Thursday, October 4, 2018

The Origin of O'Malley

In the midst of the Great Depression, on a hot summer night in 1931, a girl barely twenty years old of dubious eastern European origins and reputation enters a northwestern Pennsylvania hospital. Anxious and scared, accompanied only by her stern, disapproving mother, she gives birth to a son, whom she will call William.
     William is the result of an unholy union between the young woman and a local business owner’s son of German descent. The exacting business owner forbids his son from having anything to do with the woman or her son and thus young William begins life with the shame and illegitimacy of a bastard child. But, not being acknowledged by his father was only part of it. Within a few years young William will be rejected again, this time by his mother when she meets an Irish man named O’Malley and follows him to Buffalo, NY. There, she starts a family proper, while young William anguishes with his grandmother in their ethnic enclave in Pennsylvania.
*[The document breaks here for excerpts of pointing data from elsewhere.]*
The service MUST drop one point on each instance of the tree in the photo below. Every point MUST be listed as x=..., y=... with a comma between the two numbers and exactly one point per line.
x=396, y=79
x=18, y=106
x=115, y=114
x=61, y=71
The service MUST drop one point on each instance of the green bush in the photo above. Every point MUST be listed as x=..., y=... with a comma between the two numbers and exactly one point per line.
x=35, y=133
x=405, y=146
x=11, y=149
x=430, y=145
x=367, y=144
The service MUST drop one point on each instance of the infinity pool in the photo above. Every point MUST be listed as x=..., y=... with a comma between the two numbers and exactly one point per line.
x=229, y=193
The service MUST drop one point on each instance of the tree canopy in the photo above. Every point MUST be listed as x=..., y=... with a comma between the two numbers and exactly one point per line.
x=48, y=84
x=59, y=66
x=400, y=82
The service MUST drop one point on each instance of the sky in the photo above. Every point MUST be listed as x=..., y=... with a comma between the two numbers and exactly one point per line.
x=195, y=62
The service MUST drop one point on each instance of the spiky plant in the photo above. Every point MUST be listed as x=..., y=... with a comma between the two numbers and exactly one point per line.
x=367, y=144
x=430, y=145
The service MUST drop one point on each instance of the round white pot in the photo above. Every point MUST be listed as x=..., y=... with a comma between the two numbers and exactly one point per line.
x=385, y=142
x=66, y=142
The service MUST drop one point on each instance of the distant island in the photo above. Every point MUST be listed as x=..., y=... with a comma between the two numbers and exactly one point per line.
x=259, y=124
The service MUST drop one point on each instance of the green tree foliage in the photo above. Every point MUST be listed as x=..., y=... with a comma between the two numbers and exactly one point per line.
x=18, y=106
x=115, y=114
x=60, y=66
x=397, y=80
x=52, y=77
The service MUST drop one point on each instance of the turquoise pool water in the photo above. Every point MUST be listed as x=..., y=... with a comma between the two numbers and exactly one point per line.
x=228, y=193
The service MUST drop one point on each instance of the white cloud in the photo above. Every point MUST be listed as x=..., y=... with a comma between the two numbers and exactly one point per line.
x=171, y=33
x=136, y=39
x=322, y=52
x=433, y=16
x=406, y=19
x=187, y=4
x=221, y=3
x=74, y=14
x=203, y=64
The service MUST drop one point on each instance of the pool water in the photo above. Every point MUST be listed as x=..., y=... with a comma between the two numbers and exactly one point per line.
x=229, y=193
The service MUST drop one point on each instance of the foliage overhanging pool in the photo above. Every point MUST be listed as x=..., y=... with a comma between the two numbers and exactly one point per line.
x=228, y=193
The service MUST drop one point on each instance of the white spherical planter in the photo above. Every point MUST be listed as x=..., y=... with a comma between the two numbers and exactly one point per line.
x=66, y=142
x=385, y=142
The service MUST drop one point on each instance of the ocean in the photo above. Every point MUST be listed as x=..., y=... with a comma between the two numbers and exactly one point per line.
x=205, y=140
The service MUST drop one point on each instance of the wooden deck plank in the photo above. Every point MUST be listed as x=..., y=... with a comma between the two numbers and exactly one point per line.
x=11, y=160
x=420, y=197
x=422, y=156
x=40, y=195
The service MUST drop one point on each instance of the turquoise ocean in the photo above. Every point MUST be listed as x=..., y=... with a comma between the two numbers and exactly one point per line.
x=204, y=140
     Though wanting to be with his mother very badly William thrives as people rally around him in the tightly knit community. He does well academically, is a good athlete and is the star of school plays.
     In his mid-teens his grandmother becomes ill and William is sent to Buffalo to finally be with his mother. On the long train ride to Buffalo not only does he bring the shame of his illegitimacy, he also brings a strange eastern European name and a funny Pennsylvania accent for which he is mocked and derided. Sheltered in his ethnic enclave his entire life, William isn’t prepared for these these verbal assaults and is hurt by them. But, he fights back and eventually loses the accent, takes the name O’Malley as his own and acclimates to his Irish/Catholic neighborhood.
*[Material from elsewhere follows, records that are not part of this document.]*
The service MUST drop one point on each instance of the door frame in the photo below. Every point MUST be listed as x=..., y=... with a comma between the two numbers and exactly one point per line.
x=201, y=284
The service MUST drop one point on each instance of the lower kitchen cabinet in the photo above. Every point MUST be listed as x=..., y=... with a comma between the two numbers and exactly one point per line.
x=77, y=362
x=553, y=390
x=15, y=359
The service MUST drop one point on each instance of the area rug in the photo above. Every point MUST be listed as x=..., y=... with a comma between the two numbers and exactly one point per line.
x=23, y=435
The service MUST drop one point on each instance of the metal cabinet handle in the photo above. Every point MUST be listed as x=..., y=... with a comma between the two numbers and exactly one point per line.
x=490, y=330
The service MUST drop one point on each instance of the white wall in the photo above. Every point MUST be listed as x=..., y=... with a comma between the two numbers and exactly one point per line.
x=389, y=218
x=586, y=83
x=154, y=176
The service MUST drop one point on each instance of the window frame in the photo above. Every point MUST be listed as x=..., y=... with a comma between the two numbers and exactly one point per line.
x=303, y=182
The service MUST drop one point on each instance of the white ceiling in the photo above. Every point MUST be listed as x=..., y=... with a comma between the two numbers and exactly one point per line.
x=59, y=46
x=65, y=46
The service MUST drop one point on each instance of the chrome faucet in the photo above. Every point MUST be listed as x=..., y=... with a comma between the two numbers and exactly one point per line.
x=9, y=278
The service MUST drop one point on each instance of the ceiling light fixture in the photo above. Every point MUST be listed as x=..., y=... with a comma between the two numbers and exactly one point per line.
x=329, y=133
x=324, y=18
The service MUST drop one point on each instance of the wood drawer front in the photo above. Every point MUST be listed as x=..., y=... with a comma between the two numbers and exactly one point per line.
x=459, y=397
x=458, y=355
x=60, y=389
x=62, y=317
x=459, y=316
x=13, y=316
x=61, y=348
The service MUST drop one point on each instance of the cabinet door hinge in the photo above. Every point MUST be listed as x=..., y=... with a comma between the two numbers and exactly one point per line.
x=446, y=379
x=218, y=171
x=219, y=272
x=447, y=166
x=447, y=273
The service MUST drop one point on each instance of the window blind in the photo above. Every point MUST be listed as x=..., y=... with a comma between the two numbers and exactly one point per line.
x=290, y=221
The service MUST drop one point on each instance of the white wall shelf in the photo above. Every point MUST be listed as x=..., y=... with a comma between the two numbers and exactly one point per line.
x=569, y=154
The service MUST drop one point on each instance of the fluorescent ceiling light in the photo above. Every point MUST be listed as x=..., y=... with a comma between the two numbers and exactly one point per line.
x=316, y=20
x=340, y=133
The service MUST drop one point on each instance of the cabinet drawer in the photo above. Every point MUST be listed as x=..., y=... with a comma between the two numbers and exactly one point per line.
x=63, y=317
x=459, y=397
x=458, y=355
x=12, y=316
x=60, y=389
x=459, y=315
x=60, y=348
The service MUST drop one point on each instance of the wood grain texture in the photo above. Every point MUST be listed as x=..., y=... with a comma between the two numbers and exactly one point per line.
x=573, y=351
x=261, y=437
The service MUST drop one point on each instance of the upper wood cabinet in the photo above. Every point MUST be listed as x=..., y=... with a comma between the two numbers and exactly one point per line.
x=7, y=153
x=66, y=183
     In government housing of that old First Ward Irish neighborhood he meets a redheaded beauty, named Marilyn, who also carries a heavy burden of familial dysfunction. They marry their futures together determined to overcome their humble beginnings. They work hard and have children of their own—many children. They teach these children well. They are upstanding, disciplined and smart children. Tops in all their classes and the envy of the neighborhood.
     Yet overcoming their meager beginnings and establishing themselves as solid members of the middle class, with even greater prospects for their children, wasn’t as satisfying as they imagined, especially for William. Resentments start to fester in him. He gradually becomes aware of how not having a father and being abandoned by his mother hurt his prospects. He sees people from established families pass him by and becomes bitter. He feels cheated like he could have been more, like he could have achieved something greater than the middle class if only his past was different.
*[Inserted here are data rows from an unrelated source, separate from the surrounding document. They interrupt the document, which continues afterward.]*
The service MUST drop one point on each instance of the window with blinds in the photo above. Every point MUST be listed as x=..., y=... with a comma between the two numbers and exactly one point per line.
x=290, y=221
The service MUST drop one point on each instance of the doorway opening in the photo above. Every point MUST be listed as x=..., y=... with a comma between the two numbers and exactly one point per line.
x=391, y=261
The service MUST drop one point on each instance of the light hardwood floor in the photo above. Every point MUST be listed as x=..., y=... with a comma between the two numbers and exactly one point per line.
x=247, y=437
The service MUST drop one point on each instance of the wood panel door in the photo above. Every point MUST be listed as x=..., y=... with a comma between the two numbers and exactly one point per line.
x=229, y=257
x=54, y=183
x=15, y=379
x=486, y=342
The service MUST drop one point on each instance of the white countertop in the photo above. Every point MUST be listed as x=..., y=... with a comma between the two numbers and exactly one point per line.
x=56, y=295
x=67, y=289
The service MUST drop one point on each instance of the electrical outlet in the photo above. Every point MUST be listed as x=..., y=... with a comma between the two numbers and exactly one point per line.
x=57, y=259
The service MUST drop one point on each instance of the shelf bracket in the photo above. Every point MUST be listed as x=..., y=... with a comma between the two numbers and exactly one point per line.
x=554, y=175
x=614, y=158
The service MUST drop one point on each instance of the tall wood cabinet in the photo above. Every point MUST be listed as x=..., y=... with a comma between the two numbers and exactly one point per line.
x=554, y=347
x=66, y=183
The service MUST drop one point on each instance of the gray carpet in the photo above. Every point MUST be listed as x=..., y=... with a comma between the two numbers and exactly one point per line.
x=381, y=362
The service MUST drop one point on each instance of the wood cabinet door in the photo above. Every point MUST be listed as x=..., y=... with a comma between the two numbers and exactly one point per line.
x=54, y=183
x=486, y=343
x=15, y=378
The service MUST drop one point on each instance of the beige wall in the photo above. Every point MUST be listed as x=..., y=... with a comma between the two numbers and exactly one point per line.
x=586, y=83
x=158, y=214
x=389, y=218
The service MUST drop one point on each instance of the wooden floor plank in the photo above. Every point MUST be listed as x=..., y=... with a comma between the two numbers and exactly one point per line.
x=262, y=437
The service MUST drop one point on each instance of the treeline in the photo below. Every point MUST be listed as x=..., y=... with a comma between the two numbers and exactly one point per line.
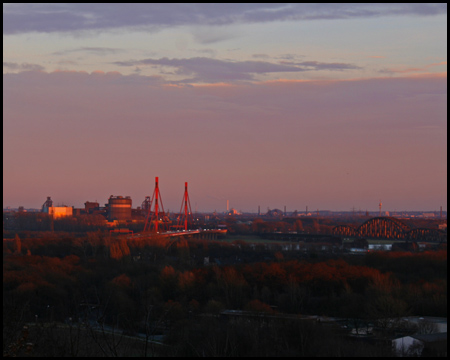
x=155, y=286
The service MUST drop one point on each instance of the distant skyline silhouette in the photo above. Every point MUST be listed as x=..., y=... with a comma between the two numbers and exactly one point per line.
x=329, y=106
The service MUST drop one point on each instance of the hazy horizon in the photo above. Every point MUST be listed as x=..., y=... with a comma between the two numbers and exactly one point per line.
x=330, y=106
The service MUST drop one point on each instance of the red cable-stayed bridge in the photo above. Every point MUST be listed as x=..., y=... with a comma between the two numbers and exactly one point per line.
x=157, y=222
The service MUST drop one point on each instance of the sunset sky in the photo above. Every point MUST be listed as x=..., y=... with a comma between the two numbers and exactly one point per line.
x=330, y=106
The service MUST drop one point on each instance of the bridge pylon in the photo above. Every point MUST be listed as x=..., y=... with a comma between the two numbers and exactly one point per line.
x=152, y=219
x=186, y=216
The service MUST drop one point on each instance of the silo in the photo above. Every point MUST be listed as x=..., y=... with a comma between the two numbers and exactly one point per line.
x=119, y=208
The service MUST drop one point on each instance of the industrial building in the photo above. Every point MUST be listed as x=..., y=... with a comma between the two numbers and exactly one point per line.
x=56, y=211
x=119, y=208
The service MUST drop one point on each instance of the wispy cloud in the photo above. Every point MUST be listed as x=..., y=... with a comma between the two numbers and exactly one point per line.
x=22, y=67
x=72, y=17
x=406, y=70
x=201, y=69
x=90, y=50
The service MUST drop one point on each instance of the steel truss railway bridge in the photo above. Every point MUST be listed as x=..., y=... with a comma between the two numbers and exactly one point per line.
x=389, y=228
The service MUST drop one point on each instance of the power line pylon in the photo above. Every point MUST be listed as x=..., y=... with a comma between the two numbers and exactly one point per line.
x=187, y=216
x=152, y=218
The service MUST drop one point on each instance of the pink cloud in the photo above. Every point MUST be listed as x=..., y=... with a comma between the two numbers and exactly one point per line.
x=327, y=144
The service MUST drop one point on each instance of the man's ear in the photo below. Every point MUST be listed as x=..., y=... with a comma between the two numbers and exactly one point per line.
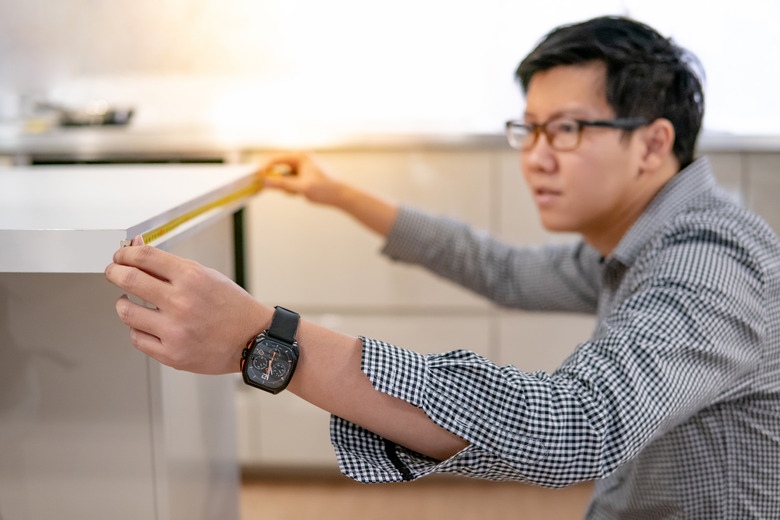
x=658, y=142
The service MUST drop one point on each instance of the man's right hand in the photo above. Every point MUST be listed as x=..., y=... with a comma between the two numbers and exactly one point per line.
x=306, y=177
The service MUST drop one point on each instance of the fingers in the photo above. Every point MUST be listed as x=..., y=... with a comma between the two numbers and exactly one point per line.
x=138, y=316
x=136, y=281
x=283, y=164
x=156, y=262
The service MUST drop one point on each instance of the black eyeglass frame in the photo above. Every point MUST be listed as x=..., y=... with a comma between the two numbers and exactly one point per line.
x=622, y=123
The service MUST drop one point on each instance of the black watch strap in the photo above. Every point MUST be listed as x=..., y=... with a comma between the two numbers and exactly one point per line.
x=284, y=325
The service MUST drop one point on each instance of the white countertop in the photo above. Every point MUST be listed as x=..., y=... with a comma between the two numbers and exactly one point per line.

     And, on a cold December morning waiting at the hospital for his sixth child to be born he begins to wonder who he is and how it’s come to this—six children. He feels trapped and hopeless and suddenly realizes, no matter how hard you work, no matter how devoted to God you are, no matter how earnest and upstanding you are—you can never outrun your past.
     In a fit of rage, seeking to claim his true identity, without Marilyn’s consent he changes the name on the birth certificate of this new son from William to Wilhelm—the name of the man who wouldn’t acknowledge him thirty years earlier, thus pinning his past to his new son.